In an open letter to the Norwegian prime minister, Trump claimed he should have won the peace prize because he “stopped 8 wars PLUS” and used the snub as justification for his threats to take over Greenland, because “the world is not secure unless we have complete and total control of Greenland”.
“I love that he’s basically saying, ‘Here’s how important Greenland is. If you’d given me a shiny new medal, I would have let you have it,’” Meyers responded.
“Also, ‘you didn’t give me the Nobel peace prize, so now I have to invade another country’ is an insane thing to say,” he added. “That’s like if I said to my kids, ‘You didn’t get me a World’s #1 Dad coffee mug, so I’m moving to Thailand to blow your inheritance, Sam Rockwell in White Lotus style.”

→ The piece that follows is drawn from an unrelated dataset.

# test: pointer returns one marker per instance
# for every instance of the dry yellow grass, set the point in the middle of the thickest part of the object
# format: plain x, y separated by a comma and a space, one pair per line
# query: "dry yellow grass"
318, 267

The ruckus escalated on Friday, when the actual recipient of the Nobel peace prize, the Venezuelan opposition leader María Corina Machado, gave her medal to Trump in an attempt to curry favor with the man who authorized the arrest of President Nicolás Maduro and claims to be the “acting president” of Venezuela. (The Nobel committee, for what it’s worth, is not happy about it.)
“He actually accepted a secondhand Nobel peace prize – with someone else’s name on it,” Meyers laughed. “That’s like if John Oliver offered me one of his Last Week Tonight Emmys, and I accepted it.”
Taken together, Meyers only saw an absolute mess. “We used to be a country of laws and norms and independent agencies, co-equal branches of government,” he concluded. “It was imperfect, it was flawed, but the president had to operate within a system. His impulses were constrained. Now we live in a cocaine snow globe that shakes with the arbitrary whims of one man.”